Je possède aussi un Arri 235 (caméra reflex 35 mm à miroir dans laquelle l'objectif est le même pour la visée et pour la prise de vue, avec un système de miroir permettant de « voir » exactement ce qu'on va filmer, même en changeant l'objectif, ndlr) et j'ai shooté à peu près ¼ du films avec. C'est si petit. C'est si amusant de filmer avec ça. On m'a câblé de partout pour certains plan. On peut faire des trucs dingues à la main avec cette caméra.  

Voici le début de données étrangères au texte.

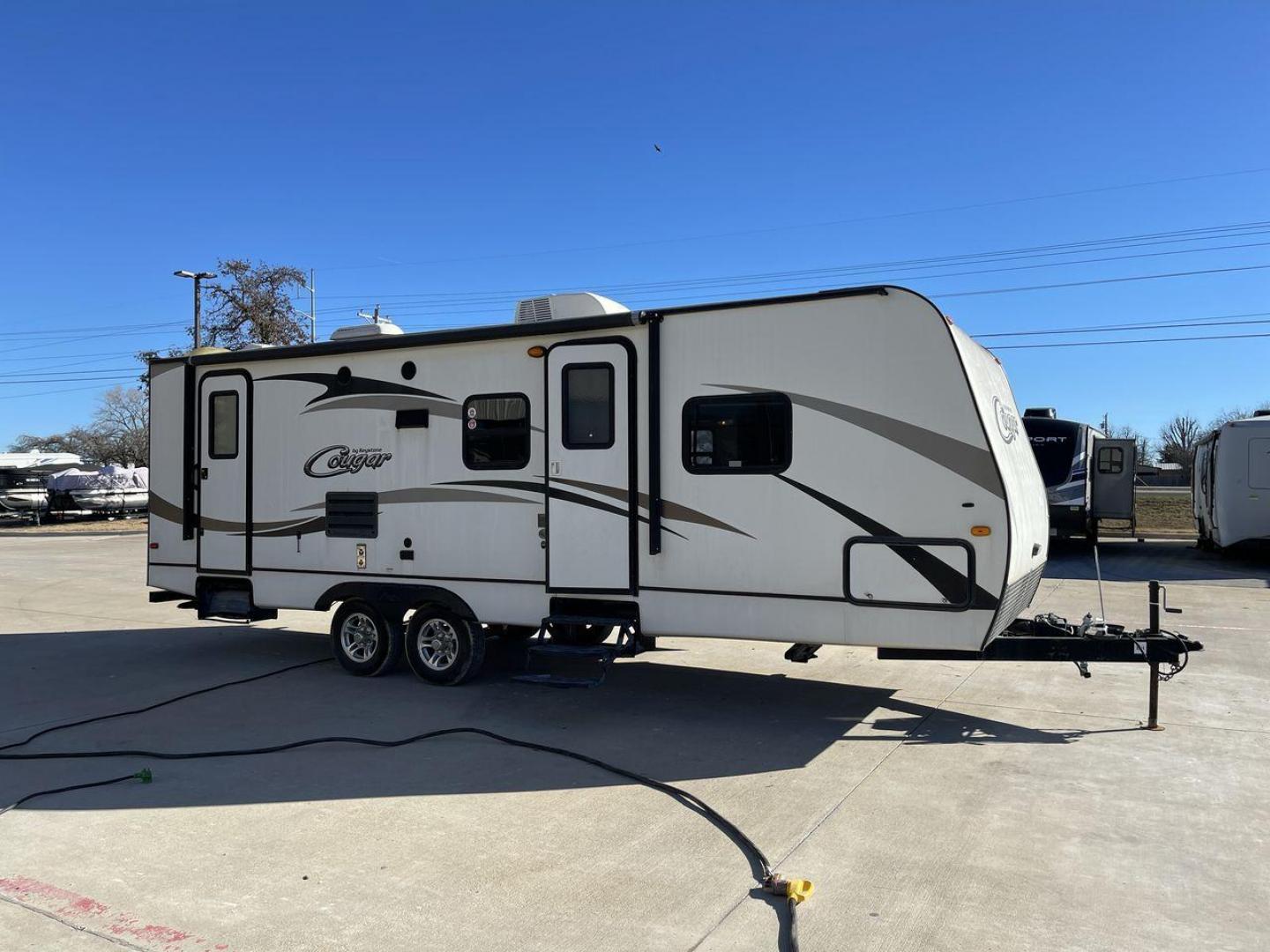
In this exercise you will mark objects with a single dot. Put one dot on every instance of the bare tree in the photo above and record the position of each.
(1177, 439)
(120, 433)
(1143, 443)
(122, 420)
(251, 303)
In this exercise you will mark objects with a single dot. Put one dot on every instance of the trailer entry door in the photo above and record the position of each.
(224, 472)
(1114, 464)
(592, 509)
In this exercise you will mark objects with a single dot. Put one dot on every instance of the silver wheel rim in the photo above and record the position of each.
(360, 637)
(437, 643)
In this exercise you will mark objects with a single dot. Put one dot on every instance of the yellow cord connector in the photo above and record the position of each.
(798, 890)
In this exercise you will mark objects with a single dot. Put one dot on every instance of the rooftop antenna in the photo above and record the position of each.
(374, 317)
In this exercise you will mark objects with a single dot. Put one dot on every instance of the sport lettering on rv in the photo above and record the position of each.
(337, 460)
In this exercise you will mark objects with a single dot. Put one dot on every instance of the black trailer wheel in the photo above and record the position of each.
(363, 640)
(579, 635)
(442, 648)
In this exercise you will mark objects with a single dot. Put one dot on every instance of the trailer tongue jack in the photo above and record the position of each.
(1048, 637)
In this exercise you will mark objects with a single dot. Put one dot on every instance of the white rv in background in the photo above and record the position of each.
(1231, 482)
(1088, 476)
(842, 467)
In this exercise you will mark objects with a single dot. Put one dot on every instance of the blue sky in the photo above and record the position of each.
(441, 159)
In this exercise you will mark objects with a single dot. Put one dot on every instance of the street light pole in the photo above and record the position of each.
(198, 324)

Ce chef-opérateur connait Michael Bay depuis sa plus tendre enfance, sa sœur étant un ami de classe du futur réalisateur. Schwartzman a été pendant de nombreuses années l'interlocuteur le plus expérimenté en termes de cinéma avec qui Bay a échangé lors de ses années adolescentes et, très logiquement, c'est avec lui qu'il a tourné ses premiers projets quelques années plus tard. Premiers projets déjà symboliques : de fausses publicités. Quoi qu'il en soit comme John Schwartzman le dit lui-même leur style a évolué ensemble et s'est nourri des influences de chacun. Depuis son départ (ils continuent de travailler ensemble sur d'autres projets que cinématographiques)  avec le film Bad Boys II, on retrouve des éclairages plus crus, plus saturés, que ce soit dans le très inspiré par Kaminski de Minority Report, The Island, le Transformers produits par Spielberg ou le récent Pain & Gain. C'est d'ailleurs bien à l'utilisation de la lumière du réalisateur des Dents de la mer que l'on pense au travers du goût pour les mélanges bleu-orangé, l'utilisation de la poussière, la surabondance des sources alternatives présentes dans chacun des plans, influence déjà présente dans les collaborations avec Schwartzman.

 

Opérant la caméra sur tous ses tournages, Bay est passionné de technique et tente toujours de dépasser les limites. Il est donc logique qu'il ait une passion pour les formats anamorphiques, permettant d'utiliser l'intégralité de la place allouée à l'image sur la pellicule en déformant l'image. Cette passion pour le format anamorphique pourrait néanmoins poser quelques soucis, notamment concernant la limitation du nombre d'objectifs. Car, en terme d'objectifs, Bay est aussi dans les plus grands excès : il utilise de très longues focales et très grands angles. En effet, les très gros plans et les séquences laissant découvrir le maximum de décor structurent le cinéma du réalisateur d'Armageddon. Le metteur en scène se qualifie lui-même « d'amoureux » du format anamorphique, en insistant sur l'utilisation de la quasi-totalité du négatif. Pour ne pas utiliser des lentilles sphériques standards pour gérer la mise au point, Bay travaille depuis de nombreuses années avec Panavision qui a conçu pour lui une série d'objectifs, dont certains portent même le nom du réalisateur.